Ile kosztuje wychowanie dziecka? Rzadko zadajemy sobie to pytanie, ale rodzice wiedzą, że są to bardzo duże kwoty. W skali całego okresu wychowawczego wydajemy na dzieci kilkaset tysięcy złotych. Jeśli w przyszłości chcemy pomóc dzieciom w studiowaniu lub kupieniu pierwszego mieszkania, to wydatki jeszcze drastycznie wzrastają. Jedyny sposób na oszczędności to planowanie wszystkiego z dużym wyprzedzeniem.
Pomysł dobry, jednak co innego odłożyć coś z "doskoku" w przypływie gotówki, a co innego zobowiązać sie do stałego odkładania co miesiąc. Są miesiące tłuste i chude.
Odkładacie coś dla dzieci? Zastanawiam się też nad mamami niepracującymi zawodowo - czy zabezpieczacie się jakoś na emeryturę, opłacacie jakieś składki, fundusze?
Co w przypadku gdy mąż wcześniej stąd odejdzie?

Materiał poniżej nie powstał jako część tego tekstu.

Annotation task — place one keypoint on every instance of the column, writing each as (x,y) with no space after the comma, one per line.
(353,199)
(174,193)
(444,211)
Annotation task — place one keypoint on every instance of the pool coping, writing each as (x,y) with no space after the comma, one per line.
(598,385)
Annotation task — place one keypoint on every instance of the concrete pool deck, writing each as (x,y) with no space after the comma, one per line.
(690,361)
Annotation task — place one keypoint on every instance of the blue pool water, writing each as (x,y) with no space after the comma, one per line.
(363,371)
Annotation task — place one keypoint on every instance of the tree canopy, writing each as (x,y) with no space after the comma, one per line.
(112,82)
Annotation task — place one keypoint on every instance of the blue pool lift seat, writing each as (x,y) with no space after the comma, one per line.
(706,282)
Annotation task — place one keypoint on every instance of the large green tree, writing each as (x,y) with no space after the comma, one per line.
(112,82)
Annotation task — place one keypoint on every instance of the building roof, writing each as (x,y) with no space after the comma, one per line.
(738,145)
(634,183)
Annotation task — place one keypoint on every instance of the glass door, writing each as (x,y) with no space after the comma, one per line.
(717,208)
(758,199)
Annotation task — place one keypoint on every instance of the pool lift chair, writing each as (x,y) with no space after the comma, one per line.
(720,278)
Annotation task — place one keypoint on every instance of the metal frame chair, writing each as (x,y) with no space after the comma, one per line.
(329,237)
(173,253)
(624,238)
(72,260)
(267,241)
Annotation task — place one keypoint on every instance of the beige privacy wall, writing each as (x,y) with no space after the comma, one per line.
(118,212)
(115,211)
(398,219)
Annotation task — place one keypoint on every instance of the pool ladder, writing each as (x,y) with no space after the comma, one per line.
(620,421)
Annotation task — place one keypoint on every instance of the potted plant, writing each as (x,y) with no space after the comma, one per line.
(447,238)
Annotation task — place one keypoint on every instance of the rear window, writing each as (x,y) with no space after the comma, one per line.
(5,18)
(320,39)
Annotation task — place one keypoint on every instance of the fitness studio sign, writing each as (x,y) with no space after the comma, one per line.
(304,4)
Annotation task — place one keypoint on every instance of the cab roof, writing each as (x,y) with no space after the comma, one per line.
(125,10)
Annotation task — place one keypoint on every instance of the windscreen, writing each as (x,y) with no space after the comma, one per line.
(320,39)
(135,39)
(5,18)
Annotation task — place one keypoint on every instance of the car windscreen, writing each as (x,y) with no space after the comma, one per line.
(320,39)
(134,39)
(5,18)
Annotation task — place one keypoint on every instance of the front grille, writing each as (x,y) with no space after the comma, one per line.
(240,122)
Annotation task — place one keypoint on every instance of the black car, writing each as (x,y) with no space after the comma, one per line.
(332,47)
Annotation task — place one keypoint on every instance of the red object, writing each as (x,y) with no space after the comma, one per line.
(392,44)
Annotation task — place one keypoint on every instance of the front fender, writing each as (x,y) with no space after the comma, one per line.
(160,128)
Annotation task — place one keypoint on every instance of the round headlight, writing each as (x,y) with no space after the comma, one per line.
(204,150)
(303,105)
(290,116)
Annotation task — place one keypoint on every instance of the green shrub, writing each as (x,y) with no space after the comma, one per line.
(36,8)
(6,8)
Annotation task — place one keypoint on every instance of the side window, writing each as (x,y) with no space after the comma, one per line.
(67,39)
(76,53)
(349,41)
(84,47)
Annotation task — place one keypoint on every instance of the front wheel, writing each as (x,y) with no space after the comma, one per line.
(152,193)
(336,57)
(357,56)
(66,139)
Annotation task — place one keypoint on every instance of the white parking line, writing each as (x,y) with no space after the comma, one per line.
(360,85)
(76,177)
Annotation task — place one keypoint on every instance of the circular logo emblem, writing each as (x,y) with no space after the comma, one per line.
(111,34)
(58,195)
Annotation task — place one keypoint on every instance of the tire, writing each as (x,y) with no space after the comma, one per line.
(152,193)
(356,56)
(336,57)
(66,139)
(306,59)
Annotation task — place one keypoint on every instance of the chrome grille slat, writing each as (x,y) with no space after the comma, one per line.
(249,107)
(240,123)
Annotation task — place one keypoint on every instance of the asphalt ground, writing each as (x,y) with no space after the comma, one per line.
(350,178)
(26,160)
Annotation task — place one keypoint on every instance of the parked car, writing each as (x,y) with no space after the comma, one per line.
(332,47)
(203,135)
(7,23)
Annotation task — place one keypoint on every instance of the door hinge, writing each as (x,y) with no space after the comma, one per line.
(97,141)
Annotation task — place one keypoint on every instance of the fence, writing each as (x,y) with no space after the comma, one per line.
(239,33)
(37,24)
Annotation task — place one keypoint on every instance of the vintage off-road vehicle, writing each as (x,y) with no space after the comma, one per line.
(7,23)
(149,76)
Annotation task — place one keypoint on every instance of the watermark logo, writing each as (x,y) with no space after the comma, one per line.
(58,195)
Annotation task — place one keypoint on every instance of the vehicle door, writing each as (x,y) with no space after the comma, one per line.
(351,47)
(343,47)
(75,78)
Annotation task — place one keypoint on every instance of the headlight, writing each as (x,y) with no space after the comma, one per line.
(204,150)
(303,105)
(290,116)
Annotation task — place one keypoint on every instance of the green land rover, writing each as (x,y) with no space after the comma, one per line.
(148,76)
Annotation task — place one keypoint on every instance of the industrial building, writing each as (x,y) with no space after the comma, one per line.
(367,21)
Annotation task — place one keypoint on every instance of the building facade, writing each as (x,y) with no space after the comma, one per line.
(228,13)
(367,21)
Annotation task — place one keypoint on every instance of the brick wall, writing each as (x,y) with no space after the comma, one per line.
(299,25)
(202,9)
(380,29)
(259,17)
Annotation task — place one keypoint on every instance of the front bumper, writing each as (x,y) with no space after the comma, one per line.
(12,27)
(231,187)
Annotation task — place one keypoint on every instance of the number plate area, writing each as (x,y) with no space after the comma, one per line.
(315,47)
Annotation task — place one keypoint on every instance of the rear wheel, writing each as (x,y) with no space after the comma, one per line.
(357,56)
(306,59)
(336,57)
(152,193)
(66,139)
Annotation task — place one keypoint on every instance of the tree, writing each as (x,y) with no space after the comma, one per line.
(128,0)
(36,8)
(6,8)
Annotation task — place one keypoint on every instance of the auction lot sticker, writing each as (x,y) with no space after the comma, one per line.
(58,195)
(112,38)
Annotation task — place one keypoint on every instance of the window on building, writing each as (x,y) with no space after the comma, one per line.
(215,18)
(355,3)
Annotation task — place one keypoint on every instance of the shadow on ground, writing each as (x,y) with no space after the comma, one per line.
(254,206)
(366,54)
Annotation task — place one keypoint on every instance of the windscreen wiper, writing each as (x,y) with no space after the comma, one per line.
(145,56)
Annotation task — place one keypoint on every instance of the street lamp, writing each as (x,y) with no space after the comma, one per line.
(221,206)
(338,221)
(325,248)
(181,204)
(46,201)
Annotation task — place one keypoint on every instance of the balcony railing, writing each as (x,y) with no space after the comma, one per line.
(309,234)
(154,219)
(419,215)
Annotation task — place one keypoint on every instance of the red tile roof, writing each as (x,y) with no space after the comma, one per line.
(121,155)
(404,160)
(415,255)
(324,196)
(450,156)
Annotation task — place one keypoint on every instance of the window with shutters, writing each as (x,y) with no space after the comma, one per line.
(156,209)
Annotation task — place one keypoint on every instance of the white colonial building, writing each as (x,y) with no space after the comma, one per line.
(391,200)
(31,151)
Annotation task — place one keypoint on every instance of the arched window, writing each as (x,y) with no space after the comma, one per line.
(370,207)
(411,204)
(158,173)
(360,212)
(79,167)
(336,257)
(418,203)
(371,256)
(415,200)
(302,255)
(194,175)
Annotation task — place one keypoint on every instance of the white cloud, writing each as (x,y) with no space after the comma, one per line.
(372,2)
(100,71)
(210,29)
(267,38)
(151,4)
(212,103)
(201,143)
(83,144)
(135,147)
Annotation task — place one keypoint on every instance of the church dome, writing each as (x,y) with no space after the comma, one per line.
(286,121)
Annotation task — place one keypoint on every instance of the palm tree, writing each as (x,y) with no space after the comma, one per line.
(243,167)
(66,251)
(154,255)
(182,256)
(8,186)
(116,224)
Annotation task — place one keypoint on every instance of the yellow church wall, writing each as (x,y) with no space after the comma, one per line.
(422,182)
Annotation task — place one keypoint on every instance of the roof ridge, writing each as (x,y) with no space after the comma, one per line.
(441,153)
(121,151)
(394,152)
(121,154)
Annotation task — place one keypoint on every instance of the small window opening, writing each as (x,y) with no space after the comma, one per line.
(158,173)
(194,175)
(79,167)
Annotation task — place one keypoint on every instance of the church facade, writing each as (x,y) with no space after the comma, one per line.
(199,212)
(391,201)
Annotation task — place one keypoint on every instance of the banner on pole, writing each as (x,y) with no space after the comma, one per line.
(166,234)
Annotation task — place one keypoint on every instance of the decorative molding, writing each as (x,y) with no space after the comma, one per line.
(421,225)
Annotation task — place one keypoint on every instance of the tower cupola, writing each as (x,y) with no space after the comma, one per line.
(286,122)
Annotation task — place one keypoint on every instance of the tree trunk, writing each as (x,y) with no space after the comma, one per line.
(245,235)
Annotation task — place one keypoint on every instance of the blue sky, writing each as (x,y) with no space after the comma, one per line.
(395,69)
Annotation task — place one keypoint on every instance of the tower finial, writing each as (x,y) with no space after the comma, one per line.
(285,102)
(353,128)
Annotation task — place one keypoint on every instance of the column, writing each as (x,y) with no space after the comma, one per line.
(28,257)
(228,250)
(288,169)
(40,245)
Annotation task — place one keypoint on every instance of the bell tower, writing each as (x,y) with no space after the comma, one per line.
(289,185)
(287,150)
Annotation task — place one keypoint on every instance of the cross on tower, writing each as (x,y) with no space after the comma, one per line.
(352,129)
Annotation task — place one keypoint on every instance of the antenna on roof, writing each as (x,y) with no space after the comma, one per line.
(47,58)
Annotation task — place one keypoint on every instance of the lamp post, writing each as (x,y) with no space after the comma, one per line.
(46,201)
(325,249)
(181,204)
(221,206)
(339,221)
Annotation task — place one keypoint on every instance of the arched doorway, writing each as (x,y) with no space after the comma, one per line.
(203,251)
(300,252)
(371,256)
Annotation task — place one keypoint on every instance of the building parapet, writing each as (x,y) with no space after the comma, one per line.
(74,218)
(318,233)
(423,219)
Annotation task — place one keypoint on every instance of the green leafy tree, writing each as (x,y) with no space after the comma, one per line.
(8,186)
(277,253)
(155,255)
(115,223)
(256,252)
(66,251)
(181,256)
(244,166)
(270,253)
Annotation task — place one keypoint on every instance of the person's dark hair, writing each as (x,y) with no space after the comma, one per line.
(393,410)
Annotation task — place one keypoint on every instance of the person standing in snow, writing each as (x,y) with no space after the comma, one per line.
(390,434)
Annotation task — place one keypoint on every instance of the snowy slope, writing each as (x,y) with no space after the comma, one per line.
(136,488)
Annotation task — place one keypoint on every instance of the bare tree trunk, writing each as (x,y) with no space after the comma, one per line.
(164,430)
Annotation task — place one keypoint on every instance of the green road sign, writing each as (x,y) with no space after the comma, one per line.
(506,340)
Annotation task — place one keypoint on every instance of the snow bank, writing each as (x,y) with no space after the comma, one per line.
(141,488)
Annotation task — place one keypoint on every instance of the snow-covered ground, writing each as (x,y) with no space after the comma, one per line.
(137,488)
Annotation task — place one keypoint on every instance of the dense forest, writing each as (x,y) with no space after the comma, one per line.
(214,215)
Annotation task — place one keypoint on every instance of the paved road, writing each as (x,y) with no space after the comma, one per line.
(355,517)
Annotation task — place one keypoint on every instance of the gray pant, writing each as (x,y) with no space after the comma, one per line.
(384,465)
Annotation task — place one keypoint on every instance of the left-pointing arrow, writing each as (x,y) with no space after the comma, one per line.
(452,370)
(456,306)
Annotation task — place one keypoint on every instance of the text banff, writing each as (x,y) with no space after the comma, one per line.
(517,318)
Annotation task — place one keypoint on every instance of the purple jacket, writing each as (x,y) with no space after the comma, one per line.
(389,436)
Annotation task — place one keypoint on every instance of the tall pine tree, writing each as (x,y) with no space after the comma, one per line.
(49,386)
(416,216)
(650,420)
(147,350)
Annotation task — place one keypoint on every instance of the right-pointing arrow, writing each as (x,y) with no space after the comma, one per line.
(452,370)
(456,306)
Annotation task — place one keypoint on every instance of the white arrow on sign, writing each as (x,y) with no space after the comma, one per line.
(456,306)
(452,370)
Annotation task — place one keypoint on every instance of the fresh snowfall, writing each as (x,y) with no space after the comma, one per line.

Nawiązując do pytań @strusia to staramy się w miarę możliwości inwestować w dzieci (dodatkowy angielski, flet, pianino ...) dalej już będą musiały sobie same radzić. Wszystkim domów nie wybudujemy. Oboje pracujemy i jak dożyjemy to jakieś tam emeryturki z zusu powinny być.
[cite] Maciek:[/cite]Jeśli w przyszłości chcemy pomóc dzieciom w studiowaniu lub kupieniu pierwszego mieszkania, to wydatki jeszcze drastycznie wzrastają. Jedyny sposób na oszczędności to planowanie wszystkiego z dużym wyprzedzeniem.</i>
Taaa.. piszą, żeby:
200zł /mc /dziecko - przyszłe stypendium
200zł /mc /dziecko - przyszłe mieszkanie
200zł /mc /dziecko - przyszła emerytura
to u mnie robi się kwota 3 tys. / mc !!!!!!!!!!!!!!!!!
To ja już wolę "Bóg dał dzieci - to da i na dzieci" - Jeżeli ktoś nie wierzy - niech zaufa.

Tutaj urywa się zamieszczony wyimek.